300mm doesnt cut it either... I use my 75-300mm to take a shot of the moon (with my canon 450D which is a 1.6x sensor therefore the 300mm was essentially 480mm... you need about 600mm + to get a decent picture.


----------



## JerryPH (Aug 1, 2009)

70-200s are not the best choice, that is true... but mine did OK, and in autofocus too:







Its not the best... but it worked.  I think we all go through that phase where we want to shoot the moon and I found the exclipse especially fun to try.


----------



## zapman29 (Aug 1, 2009)

JerryPH said:


> 70-200s are not the best choice, that is true... but mine did OK, and in autofocus too:
> 
> 
> 
> ...


thanks jerry then what was the specs on the shot? I must be doing something wrong... it wont lock on it in auto to take a shot.....

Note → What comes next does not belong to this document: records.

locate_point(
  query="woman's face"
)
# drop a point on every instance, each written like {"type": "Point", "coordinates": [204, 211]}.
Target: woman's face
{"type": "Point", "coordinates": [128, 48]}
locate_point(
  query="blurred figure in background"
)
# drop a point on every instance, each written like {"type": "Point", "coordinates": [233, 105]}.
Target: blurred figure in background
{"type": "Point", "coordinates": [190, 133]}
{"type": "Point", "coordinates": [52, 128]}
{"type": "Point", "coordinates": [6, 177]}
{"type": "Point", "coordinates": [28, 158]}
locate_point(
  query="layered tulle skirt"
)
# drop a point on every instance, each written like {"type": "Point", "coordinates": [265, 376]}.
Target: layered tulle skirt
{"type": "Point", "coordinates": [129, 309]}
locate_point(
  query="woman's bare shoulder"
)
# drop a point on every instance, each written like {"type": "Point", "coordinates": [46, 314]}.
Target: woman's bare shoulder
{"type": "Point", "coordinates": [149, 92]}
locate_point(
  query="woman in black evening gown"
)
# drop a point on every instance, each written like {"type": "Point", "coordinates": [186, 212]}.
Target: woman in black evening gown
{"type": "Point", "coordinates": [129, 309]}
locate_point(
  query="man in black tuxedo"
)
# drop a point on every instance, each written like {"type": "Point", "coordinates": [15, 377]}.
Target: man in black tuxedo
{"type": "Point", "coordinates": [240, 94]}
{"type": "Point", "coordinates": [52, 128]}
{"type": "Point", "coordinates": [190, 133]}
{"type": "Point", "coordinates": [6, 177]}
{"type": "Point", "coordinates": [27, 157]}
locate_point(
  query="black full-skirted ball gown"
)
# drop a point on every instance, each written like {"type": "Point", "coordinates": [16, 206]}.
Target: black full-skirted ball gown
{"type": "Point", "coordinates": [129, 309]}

a freind of mine was shooting it freehand with his nikon d90 and 70-200 no problem... dont know what is up..


----------



## UUilliam (Aug 1, 2009)

wait... are you using Auto focus point?
if you are change to Manual focus point (still in auto focus, just allows you to choose what you want to focus on...)
to do this you should see a button with the symbol of a rectangle with dots inside it (fro my canon 450D as an example.)





 (not my image)
the button for me to change my focus point is the + button (it doubles as the zoom in / out button when reviewing images)
click that then press SET and you should see a grid like this 
	

	
	
		
		

		
		
	


	



you use your arrow keys to change which point you want it to focus on ( you can see where it is focusing on via the viewfinder as the dot lights up red.)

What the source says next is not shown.